Given the size of audience your project has engaged on the subject of sexism, I believe that it would be a positive action to feature contributions from men and by doing so help to promote something that is so very often overlooked and increasingly ridiculed. EiB
Funnily enough on the day I sat down to write to the project one last time, they did finally include an example of ‘sexism’ experienced by a man. Once again you can judge for yourself but, personally, I think it is the exception that only goes to prove the rule regarding what is and isn’t considered ‘sexism’:
At the end of the day it’s their project and therefore their prerogative. Given their silence on the matter I doubt they would even agree that there is a remarkable irony to be found in the fact that an initiative designed to educate people via the simple act of witnessing stories of ‘everydaysexism’ itself screens men out of that very story.
My beautiful lady wife is a big fan of the project and thinks I’m being a little bit harsh. Perhaps she’s right, after all she very often is. It would certainly be disingenuous of me not to acknowledge that the inspiration for the project and it’s success have both quite clearly come from the actions of women wanting to hold a mirror up to the sexism that they experience in their life. I certainly think it’s for Laura Bates to define the spectrum of sexism she is interested in recording, that said I was disappointed to discover that she doesn’t appear to extend any solidarity to her brothers, personally I think this is short-sighted and also a classic example of everydaysexism.

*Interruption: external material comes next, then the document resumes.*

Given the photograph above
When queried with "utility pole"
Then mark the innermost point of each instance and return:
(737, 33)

In my previous post I acknowledged comparisons between Laura Bate’s invention and the #QuestionsForMen thread. I also observed that there is one fundamental difference between the two. The difference that, in the end, made all the difference to the stories of ‘sexism’ that people were allowed to share with the world is that Clementine Ford lost control of the story she wanted to tell. She forgot to put a lock on the door so, naturally enough, a torrent of men flooded through. After all, they so very rarely get an opportunity to talk openly when it comes to the subject of sex equality and at the end of the day no one likes being ignored.